Gamblegrid.id – Sebuah kapal nelayan yang mengangkut 21 anak buah kapal (ABK) dilaporkan terbakar di perairan Belawan pada Selasa dini hari (7/4/2026). Insiden tragis ini mengakibatkan tiga orang meninggal dunia dan lima lainnya masih dalam pencarian.
Menurut keterangan Kadispen Koarmada I, Kolonel Laut Wahyu Kurniawan, kebakaran bermula dari gangguan pada mesin kapal yang mengalami panas berlebih. Salah satu ABK bernama Aliman sempat menyadari kondisi tersebut dan berusaha melaporkannya kepada nakhoda.

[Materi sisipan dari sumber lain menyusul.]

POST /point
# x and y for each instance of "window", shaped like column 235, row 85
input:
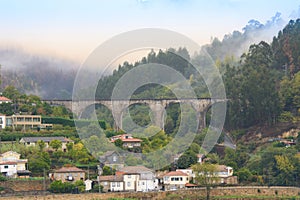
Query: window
column 114, row 158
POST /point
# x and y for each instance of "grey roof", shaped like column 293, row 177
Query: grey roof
column 45, row 139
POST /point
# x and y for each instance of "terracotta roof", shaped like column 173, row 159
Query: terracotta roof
column 68, row 169
column 135, row 169
column 111, row 178
column 2, row 98
column 45, row 139
column 8, row 163
column 131, row 140
column 190, row 185
column 222, row 168
column 176, row 173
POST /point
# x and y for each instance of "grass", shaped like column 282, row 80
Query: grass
column 254, row 197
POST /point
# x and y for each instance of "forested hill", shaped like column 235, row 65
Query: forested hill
column 263, row 85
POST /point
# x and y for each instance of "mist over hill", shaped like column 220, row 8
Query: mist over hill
column 52, row 77
column 47, row 76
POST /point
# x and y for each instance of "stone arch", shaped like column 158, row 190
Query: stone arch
column 91, row 109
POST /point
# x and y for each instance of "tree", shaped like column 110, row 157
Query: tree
column 186, row 160
column 119, row 143
column 41, row 144
column 55, row 144
column 108, row 171
column 206, row 176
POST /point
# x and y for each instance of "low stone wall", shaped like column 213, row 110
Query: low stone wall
column 24, row 185
column 272, row 192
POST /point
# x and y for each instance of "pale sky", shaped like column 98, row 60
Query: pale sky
column 73, row 29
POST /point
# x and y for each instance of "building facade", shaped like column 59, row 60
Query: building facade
column 68, row 174
column 12, row 166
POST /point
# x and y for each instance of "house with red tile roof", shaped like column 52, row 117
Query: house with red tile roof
column 175, row 180
column 12, row 166
column 112, row 183
column 4, row 100
column 128, row 140
column 68, row 174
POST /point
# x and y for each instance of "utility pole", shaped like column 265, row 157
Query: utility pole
column 44, row 183
column 99, row 174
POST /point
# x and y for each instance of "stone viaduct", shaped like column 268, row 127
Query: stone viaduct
column 157, row 106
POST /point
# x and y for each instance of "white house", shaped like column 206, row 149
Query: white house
column 112, row 183
column 139, row 178
column 189, row 172
column 4, row 100
column 2, row 121
column 32, row 141
column 175, row 180
column 12, row 166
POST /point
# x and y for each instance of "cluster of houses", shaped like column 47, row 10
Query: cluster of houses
column 127, row 140
column 126, row 178
column 140, row 178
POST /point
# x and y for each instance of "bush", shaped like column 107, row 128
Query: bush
column 70, row 122
column 60, row 187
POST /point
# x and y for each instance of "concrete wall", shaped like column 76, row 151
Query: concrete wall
column 24, row 185
column 194, row 193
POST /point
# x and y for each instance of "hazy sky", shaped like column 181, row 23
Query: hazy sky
column 72, row 29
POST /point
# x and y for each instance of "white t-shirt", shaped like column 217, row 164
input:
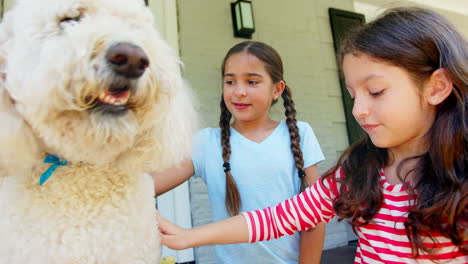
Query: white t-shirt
column 265, row 174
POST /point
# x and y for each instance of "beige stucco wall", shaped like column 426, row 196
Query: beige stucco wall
column 300, row 31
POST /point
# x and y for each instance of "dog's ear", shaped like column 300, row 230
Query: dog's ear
column 18, row 146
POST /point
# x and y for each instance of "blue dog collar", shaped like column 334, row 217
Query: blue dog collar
column 55, row 164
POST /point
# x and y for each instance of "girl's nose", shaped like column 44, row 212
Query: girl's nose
column 241, row 90
column 360, row 107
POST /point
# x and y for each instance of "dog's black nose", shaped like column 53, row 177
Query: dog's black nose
column 127, row 59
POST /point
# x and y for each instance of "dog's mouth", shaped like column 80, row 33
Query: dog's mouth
column 113, row 100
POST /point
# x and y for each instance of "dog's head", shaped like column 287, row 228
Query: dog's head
column 95, row 82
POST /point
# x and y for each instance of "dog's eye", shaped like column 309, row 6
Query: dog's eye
column 70, row 19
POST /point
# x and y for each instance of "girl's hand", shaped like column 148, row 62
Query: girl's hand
column 173, row 236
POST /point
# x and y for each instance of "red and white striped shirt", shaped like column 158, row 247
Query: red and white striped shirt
column 383, row 240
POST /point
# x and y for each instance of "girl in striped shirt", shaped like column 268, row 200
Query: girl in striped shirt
column 404, row 185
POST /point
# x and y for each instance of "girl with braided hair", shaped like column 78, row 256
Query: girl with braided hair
column 251, row 161
column 404, row 186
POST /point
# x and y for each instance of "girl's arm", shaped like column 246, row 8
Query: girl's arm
column 169, row 179
column 311, row 244
column 229, row 231
column 301, row 212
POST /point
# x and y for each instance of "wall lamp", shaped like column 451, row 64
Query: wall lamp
column 242, row 19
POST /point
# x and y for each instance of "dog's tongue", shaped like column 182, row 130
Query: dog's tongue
column 111, row 98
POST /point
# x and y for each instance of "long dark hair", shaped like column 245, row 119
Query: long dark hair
column 274, row 67
column 419, row 41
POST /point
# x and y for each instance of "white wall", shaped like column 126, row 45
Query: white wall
column 300, row 31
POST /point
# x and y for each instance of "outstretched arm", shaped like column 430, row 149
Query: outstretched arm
column 230, row 231
column 169, row 179
column 301, row 212
column 311, row 245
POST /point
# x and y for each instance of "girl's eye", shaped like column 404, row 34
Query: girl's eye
column 377, row 93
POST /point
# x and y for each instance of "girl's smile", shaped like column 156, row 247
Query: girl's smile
column 240, row 106
column 369, row 127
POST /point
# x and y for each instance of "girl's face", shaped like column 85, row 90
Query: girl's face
column 248, row 89
column 387, row 103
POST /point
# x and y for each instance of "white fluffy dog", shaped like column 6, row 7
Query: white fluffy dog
column 92, row 83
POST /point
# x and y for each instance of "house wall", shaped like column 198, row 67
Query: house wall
column 300, row 31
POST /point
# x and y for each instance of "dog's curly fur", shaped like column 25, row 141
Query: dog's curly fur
column 100, row 207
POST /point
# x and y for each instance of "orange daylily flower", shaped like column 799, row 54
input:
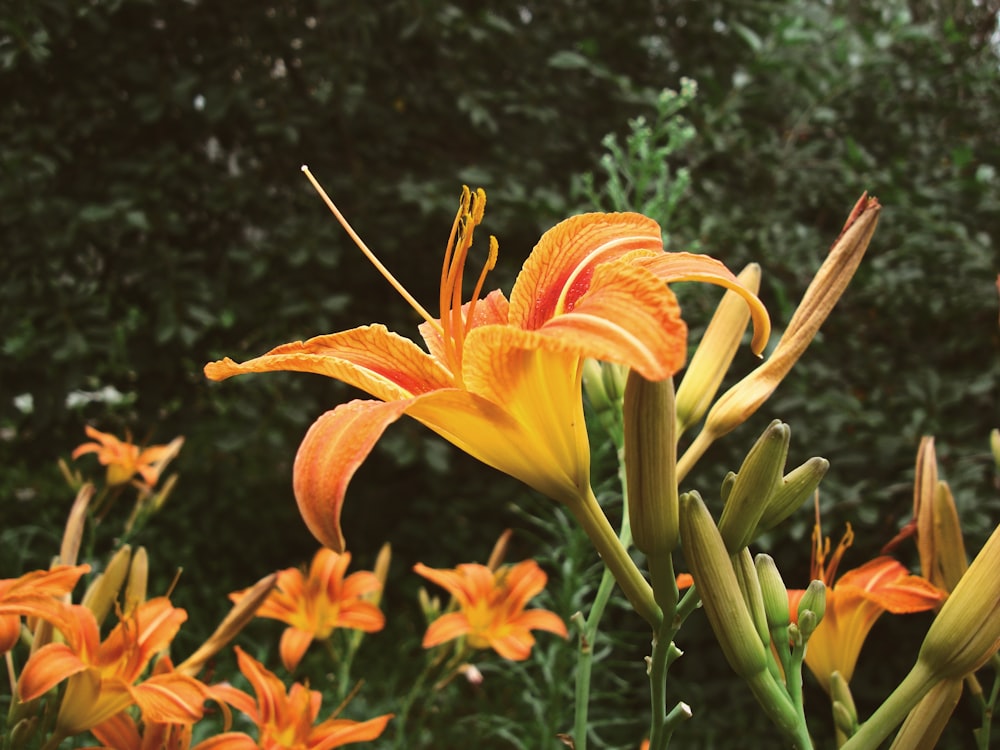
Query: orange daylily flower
column 122, row 732
column 124, row 459
column 491, row 608
column 36, row 594
column 501, row 379
column 854, row 602
column 285, row 719
column 313, row 606
column 103, row 676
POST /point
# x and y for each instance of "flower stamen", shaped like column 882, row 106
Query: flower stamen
column 368, row 253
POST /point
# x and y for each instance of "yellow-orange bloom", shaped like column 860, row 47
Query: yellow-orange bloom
column 124, row 459
column 491, row 608
column 854, row 603
column 314, row 605
column 36, row 594
column 285, row 719
column 501, row 379
column 103, row 676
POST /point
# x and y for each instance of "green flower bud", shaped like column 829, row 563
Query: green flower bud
column 650, row 464
column 746, row 577
column 843, row 720
column 966, row 632
column 840, row 694
column 949, row 546
column 593, row 385
column 715, row 352
column 773, row 591
column 926, row 721
column 757, row 479
column 812, row 601
column 796, row 487
column 103, row 591
column 721, row 597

Api Membesar Usai Ledakan Mesin dan Tabung Gas
Namun sebelum laporan disampaikan, terjadi ledakan hebat dari mesin yang kemudian disusul oleh ledakan tabung gas di atas kapal. Dalam waktu singkat, kobaran api langsung membesar dan melahap sebagian besar badan kapal.

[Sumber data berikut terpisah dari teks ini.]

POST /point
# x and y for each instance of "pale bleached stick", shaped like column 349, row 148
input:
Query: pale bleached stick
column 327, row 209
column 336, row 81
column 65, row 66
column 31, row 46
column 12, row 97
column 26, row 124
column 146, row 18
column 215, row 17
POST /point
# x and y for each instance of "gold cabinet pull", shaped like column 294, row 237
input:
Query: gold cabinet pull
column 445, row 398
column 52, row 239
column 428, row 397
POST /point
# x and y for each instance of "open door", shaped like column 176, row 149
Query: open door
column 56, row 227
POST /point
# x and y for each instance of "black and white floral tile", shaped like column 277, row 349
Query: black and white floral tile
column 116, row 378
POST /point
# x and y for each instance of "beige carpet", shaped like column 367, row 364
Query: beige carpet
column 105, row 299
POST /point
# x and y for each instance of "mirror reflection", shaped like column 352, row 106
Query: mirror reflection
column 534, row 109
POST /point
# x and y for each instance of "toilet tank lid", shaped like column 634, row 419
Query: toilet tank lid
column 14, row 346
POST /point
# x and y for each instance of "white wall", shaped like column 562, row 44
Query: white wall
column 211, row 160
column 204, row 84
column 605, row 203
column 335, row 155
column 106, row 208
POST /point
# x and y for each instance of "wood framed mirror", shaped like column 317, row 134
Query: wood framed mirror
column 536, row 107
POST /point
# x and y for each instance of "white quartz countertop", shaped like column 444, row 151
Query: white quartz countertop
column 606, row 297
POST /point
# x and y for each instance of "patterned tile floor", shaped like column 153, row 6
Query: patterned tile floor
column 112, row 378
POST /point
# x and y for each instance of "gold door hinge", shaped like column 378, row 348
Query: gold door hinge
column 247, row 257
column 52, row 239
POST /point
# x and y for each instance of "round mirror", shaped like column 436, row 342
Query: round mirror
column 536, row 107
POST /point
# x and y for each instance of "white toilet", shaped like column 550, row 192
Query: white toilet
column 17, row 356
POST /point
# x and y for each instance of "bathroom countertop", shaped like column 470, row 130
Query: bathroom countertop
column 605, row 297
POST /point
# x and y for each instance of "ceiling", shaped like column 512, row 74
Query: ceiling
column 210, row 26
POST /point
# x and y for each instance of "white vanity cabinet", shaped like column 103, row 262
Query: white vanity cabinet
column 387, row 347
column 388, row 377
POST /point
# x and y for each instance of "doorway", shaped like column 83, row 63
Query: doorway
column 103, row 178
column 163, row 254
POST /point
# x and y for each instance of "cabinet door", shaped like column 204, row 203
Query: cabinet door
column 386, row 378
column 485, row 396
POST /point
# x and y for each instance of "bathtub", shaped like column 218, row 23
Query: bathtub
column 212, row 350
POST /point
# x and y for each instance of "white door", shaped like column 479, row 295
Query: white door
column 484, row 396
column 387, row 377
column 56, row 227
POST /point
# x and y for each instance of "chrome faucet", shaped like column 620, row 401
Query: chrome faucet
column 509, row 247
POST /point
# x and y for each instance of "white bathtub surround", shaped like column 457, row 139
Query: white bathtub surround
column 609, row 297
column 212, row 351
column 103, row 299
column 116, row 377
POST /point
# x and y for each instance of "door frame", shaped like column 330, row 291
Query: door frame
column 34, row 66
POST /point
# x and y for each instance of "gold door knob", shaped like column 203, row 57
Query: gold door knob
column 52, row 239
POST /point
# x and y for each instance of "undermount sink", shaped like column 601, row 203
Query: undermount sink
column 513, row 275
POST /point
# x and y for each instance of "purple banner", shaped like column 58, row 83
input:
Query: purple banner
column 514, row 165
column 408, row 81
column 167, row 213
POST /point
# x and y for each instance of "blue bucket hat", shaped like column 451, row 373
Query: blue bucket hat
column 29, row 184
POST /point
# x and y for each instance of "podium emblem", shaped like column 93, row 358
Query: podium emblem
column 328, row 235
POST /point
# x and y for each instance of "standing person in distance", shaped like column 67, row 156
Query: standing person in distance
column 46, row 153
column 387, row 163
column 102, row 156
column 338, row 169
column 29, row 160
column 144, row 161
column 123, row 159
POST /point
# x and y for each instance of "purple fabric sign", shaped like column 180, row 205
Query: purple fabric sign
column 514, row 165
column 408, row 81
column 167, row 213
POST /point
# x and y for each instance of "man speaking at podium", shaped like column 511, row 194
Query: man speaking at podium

Situasi yang mendadak membuat para ABK panik dan memilih melompat ke laut untuk menyelamatkan diri sambil menunggu bantuan datang.
Korban Jiwa dan Proses Evakuasi
Dalam kejadian tersebut, tiga ABK dinyatakan meninggal dunia. Mereka diketahui bernama Iyan, Jahar, dan Buitin. Sementara itu, sebanyak 13 orang berhasil selamat, meskipun dua di antaranya mengalami luka bakar ringan.
Tim gabungan dari TNI AL dan patroli laut segera melakukan evakuasi dan pencarian korban sejak dini hari hingga pagi. Seluruh korban selamat dan jenazah korban meninggal telah dibawa ke Dermaga TPI Gabion Belawan.
Pencarian Korban Hilang Masih Berlanjut
Hingga saat ini, upaya pencarian terhadap lima ABK yang masih hilang terus dilakukan di sekitar jalur pelayaran. Aparat berwenang mengerahkan berbagai unsur untuk mempercepat proses pencarian dan memastikan keselamatan korban yang belum ditemukan.